Sendo assim, por que razão é que, em 2004 por exemplo, os tribunais aplicaram a pena de trabalho comunitário a apenas 202 condenados, de um universo de 69.294? "Por causa de bloqueios do ponto de vista normativo e legal que dificultam a aplicação de algumas sanções. E, por outro lado, a pena de trabalho, que nalguns países tem uma taxa muito elevada, obriga o sistema judicial a articular-se com o IRS, as câmaras e outras instituições comunitárias, coisa que a quantidade de trabalho e a cultura burocrática dos tribunais não permite", responde Conceição Gomes, para quem urge apostar na formação dos próprios juízes nesse sentido.
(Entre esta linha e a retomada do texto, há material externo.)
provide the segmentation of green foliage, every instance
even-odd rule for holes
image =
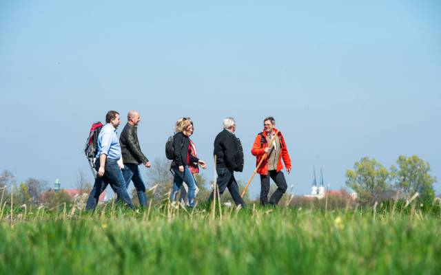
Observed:
[[[50,208],[60,207],[64,204],[69,205],[72,204],[72,200],[66,192],[63,190],[54,191],[50,190],[43,194],[41,203]]]
[[[30,195],[29,195],[28,186],[23,182],[20,184],[20,186],[16,191],[14,197],[16,204],[18,204],[19,205],[29,205],[31,203]]]
[[[156,186],[154,192],[148,192],[149,199],[155,204],[160,204],[167,197],[173,186],[173,175],[170,172],[170,162],[165,157],[156,158],[152,167],[147,170],[147,186]]]
[[[391,173],[395,186],[409,198],[416,192],[422,198],[433,199],[435,197],[433,184],[437,179],[430,174],[430,165],[416,155],[407,157],[400,156],[397,160],[398,167],[392,166]]]
[[[205,209],[34,209],[0,223],[0,274],[440,274],[439,214],[389,206],[225,208],[222,220]]]
[[[365,203],[382,201],[389,190],[389,173],[375,159],[363,157],[346,172],[346,185]]]

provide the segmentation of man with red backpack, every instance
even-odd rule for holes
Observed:
[[[287,182],[282,172],[283,168],[282,160],[288,174],[291,173],[291,159],[285,138],[275,126],[276,120],[273,117],[266,118],[263,120],[263,131],[259,133],[256,137],[251,151],[251,153],[257,158],[256,165],[258,165],[263,159],[257,169],[257,173],[260,175],[260,204],[262,206],[268,204],[276,205],[287,190]],[[271,144],[269,144],[270,142]],[[268,201],[270,177],[274,181],[278,188]]]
Assim, e enquanto não avança a reforma do Código Penal, que aposta fortemente nas alternativas à prisão (ver texto nestas páginas), os tribunais continuam a mandar arguidos para as cadeias. E, dentro destas, a realidade continua a ser manchada pela omnipresença dos baldes sanitários e pelos problemas associados à toxicodependência. "Hoje em dia as cadeias é à base de droga. e não me digam que a droga entra só pelas visitas, porque ninguém anda cego neste mundo. É pelos guardas? Tem de ser. Eu vi a PJ a entrar para fazer rusgas por causa dos guardas. E também via como o meu irmão, mal acabava a visita, se desfazia de tudo para comprar droga. a minha mãe levava-lhe dinheiro e roupas e ele vendia tudo para comprar droga" (Moisés de Jesus, 26 anos, cumpriu cinco anos e seis meses).